The family has always been the heart of this show. The second half of the season scattered the four Parkers across continents and timelines, but “The Whiskey Double, Leave the Bottle” made the always-wise decision to capitalize on what they can do when they’re all put together. Delilah (Ashley Gerasimovich) and Jareb (Liam Carroll) have always been the secret highlights of the show, but as the dynamics of the family have switched, they’ve become far closer to their parents than they were at the series’ start. Delilah fully embracing her teenage years and going toe-to-toe with Robin is a big leap for the series. Still, her “We have to run! The heat’s here!” line is right out of the zany heights of Season 2 and Jareb gleefully holding up his illustration inside the police station montage feels like a spiritual flashback to the opening episodes of the show.

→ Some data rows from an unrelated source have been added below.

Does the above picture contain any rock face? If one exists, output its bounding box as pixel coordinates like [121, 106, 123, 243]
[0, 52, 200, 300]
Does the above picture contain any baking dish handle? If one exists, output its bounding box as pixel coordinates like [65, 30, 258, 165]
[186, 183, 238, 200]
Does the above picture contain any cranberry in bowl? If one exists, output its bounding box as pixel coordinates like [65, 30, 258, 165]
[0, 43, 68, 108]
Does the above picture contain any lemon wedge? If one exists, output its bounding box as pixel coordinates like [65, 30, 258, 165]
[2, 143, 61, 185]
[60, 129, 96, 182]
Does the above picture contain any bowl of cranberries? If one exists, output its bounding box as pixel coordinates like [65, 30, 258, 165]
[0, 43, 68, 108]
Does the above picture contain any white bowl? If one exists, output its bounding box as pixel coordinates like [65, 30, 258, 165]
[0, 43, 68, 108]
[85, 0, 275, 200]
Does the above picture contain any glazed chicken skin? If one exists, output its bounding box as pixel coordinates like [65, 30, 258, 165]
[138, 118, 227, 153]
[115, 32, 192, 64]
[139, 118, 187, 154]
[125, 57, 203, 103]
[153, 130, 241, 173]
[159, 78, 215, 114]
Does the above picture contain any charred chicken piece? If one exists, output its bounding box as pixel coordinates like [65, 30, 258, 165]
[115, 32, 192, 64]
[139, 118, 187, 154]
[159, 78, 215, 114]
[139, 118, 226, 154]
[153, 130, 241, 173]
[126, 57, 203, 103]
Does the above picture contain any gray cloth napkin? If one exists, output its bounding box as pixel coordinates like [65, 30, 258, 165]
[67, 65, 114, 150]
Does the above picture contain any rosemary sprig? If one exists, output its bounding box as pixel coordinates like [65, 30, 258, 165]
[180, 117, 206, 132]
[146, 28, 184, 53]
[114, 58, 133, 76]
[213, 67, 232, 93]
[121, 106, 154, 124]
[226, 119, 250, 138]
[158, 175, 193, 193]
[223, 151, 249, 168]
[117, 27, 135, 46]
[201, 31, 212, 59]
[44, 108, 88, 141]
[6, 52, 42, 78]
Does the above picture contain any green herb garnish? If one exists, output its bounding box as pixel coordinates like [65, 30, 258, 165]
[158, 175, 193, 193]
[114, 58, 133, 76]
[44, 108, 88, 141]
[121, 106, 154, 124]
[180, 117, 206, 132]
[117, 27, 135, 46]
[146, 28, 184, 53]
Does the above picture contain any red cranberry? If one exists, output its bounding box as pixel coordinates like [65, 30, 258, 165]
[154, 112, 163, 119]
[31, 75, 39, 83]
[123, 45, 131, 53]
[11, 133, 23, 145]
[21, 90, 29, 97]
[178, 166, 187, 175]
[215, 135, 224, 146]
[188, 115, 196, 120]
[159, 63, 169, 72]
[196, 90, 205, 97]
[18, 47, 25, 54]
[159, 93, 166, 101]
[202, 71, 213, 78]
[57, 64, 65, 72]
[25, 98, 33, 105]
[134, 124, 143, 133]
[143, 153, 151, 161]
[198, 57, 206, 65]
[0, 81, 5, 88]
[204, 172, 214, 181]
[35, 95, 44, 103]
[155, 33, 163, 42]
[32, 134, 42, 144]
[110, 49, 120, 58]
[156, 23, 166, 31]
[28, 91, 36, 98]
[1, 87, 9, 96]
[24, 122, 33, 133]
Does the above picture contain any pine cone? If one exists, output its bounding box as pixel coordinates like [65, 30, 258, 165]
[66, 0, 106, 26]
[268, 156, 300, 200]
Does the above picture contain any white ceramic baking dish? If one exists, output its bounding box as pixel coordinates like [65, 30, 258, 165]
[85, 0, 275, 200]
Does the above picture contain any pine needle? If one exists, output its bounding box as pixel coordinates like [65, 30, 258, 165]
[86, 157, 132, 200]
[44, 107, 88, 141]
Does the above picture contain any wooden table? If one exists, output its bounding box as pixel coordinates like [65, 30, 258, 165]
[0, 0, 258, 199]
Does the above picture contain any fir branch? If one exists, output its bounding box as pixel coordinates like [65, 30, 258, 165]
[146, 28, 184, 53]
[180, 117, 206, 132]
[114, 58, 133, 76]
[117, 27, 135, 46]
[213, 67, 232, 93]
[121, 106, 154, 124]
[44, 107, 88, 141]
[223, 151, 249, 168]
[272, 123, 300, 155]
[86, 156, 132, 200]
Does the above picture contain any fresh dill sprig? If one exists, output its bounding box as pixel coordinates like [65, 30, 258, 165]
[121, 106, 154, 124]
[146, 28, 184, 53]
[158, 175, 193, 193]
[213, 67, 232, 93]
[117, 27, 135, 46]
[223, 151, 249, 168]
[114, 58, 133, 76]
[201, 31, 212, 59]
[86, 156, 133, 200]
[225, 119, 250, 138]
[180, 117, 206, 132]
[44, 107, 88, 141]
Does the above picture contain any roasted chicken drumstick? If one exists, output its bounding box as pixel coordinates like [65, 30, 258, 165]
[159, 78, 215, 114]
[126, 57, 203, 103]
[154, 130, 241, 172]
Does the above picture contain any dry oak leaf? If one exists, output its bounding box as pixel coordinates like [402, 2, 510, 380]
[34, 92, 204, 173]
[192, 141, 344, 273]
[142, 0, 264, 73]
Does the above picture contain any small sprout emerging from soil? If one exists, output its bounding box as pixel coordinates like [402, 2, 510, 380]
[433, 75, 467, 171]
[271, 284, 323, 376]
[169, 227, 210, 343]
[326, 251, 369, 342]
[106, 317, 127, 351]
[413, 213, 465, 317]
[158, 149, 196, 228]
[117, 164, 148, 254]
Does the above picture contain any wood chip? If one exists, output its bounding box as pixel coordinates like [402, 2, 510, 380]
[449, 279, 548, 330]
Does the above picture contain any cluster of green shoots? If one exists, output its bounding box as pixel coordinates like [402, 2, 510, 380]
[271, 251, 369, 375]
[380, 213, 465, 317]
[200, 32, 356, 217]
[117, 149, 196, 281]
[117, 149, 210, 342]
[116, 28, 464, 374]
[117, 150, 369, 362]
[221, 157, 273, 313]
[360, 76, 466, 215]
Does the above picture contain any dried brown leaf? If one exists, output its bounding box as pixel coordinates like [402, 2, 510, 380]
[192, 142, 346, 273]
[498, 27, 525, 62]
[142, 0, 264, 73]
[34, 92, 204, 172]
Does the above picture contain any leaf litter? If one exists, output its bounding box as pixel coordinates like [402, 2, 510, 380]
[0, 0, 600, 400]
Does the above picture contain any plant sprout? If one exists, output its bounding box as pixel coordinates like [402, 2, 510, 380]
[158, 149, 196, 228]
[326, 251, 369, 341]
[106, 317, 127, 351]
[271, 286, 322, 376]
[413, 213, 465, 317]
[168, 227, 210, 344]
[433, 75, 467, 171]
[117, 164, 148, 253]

After a season-long gray area that promised at some point to pay off Edie’s obsession, Nate (Jason Jones) finally figures out the mystery: The near-childbirth Edie is a long-lost child of J.R. and by extension one of Robin’s sisters. The reunited siblings are on hugging terms now, but that will most certainly change once Robin (Natalie Zea) finds out that the father of the baby she’s carrying is one of Nate’s many sperm donations.
Because of the way the show has always felt the need to one-up itself, “The Detour” has reached a point where a dead body is only a tiny bit shocking. Sleepy sliding down a mountainside (and drawing the wrath of his militia-mates) has become standard operating procedure for a family finally pushed to the brink of not running anymore. That drive to get nuttier is only so sustainable. So rather than find a new remote area to banish the Parkers to, “The Detour” used this finale framework to send away one of their own. Delilah slowly laying the groundwork for her own escape is a Verbal Kint-like bit of trickery, taking the family‘s money and her admirer’s car with her.
Even in past seasons when the Parkers have been forced to go elsewhere, they’ve done so as a unit. Breaking off a vital piece of what makes the show great from the rest of it is a tricky prospect, one that delivers a helpful shake to the show’s status quo. The nice thing about watching “The Detour” is that, even beyond that sense of consistency, everything that surrounded it has always been a haze of outrageous belly laughs. Now that chaos will just be aimed in a new direction.
“The Detour” Season 3 is now available to stream via the TBS app.